Another element straight out of the 90s is the default single player mode, where players choose between four different characters, each with their own advantages over the next, depending on your style of play. Unlike some of the titles from the 90s, there is some thought behind each of these characters. For example, choosing Alendra will provide you with an basic keycard, which allows you to enter most of the locked areas in the game without needing to find the keys first, although she’s more susceptible to taking on damage when the zombies attack. Then you have Mason, who automatically carries around a gun, which is a permanent feature and takes up no space in his inventory, apart from the ammunition. While you’re able to play the game solo in single player mode, the game was designed to be enjoyed with friends, or the online community in multiplayer mode.

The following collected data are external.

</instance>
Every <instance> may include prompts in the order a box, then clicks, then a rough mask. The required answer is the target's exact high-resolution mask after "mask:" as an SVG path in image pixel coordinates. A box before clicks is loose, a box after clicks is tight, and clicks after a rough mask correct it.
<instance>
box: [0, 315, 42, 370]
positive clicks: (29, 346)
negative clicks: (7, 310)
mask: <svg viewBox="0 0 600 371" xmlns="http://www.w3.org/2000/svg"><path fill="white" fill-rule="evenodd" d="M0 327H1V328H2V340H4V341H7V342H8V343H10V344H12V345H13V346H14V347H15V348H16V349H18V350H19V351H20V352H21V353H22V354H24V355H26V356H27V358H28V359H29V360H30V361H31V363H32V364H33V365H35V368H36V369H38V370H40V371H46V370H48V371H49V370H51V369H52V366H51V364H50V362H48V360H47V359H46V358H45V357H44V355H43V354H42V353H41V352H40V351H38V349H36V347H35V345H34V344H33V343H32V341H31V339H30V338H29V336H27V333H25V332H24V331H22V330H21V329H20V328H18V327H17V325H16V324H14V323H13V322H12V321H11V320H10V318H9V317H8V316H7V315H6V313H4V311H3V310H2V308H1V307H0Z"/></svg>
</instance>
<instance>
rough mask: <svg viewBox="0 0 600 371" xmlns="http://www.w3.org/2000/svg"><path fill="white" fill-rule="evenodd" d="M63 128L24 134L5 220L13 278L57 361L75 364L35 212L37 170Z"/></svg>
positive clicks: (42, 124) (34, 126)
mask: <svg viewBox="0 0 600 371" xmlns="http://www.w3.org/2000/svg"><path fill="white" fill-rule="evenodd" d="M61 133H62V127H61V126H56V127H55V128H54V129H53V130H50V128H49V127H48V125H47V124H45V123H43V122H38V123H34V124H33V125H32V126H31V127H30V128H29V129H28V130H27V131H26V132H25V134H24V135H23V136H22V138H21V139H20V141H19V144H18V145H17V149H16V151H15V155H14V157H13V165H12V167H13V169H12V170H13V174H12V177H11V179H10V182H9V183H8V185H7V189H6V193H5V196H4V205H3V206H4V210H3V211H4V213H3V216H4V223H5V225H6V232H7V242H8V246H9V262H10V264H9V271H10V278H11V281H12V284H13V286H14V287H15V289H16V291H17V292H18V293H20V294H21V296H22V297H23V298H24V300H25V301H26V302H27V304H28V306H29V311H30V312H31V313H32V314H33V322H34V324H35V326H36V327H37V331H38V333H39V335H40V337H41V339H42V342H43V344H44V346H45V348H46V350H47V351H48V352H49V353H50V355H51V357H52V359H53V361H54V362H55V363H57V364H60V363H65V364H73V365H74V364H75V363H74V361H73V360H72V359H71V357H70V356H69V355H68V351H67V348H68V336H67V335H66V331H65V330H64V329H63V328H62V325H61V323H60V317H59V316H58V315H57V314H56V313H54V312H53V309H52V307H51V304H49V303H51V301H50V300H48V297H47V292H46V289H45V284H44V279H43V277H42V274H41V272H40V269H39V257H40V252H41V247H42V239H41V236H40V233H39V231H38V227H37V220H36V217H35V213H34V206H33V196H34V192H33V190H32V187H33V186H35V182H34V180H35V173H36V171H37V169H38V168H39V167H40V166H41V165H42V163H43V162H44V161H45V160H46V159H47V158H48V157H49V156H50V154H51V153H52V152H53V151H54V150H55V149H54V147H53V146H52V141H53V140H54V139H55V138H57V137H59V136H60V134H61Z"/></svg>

Outbreak is a tough game in all modes, and becomes a mixture of difficult and frustrating when choosing the harder difficulty modes. Some of the elements that make the game tough is characteristic of the top-down shooter, having to rotate your character 180 to turn back the other way, as moving backwards is too slow, and the limited room makes it impossible to turn while moving forward. Reloading your gun puts you in immediate danger of attack, and with supplies, mostly ammunition, are very scarce.
The controls at times can be a bit sticky, as you often find yourself looking back down at the keys to make sure you’ve not done anything wrong. And in a game like this, every second counts. This isn’t the only bug, however, as there are loads scattered throughout the game. It’s not enough to incapacitate the game, but has a somewhat higher count than the inevitable one or two you’ll find in most games. Another aspect I find frustrating about the game is its inventory menu. I don’t mind the fact that the game is continuous even while searching through your inventory, but there are far too many actions that require a dive back into the bag when there are zombies about. Unlocking the door, using your healing, switching guns, all require manual intervention of some sort. This becomes frustrating even if you have the supposed safety of your teammates in multiplayer mode. This becomes even more frustrating coupled with the fact that there are no checkpoints within each map, as dying at any point means restarting at the very beginning. You don’t retain any items either once used, which adds more to the difficulty of the game than something poorly designed.
There are still a few top-down titles around on, such as Frozen Synapse, but Outbreak has feel of a 90s game through and through. It almost feels like a cross between DreamWeb, Silent Hill and (original) Resident Evil rolled into one, although not quite as beautifully put together. With a few updates, some of the quirks and bugs could become less of an issue, but there are still quite a few annoyances that may remain, which may just become an appeal factor for the game. That said, Outbreak is worth a few hours of your time on a weekend, but, for me, not enough to convince me to spend a lot more time online in the community coming back weekend after weekend.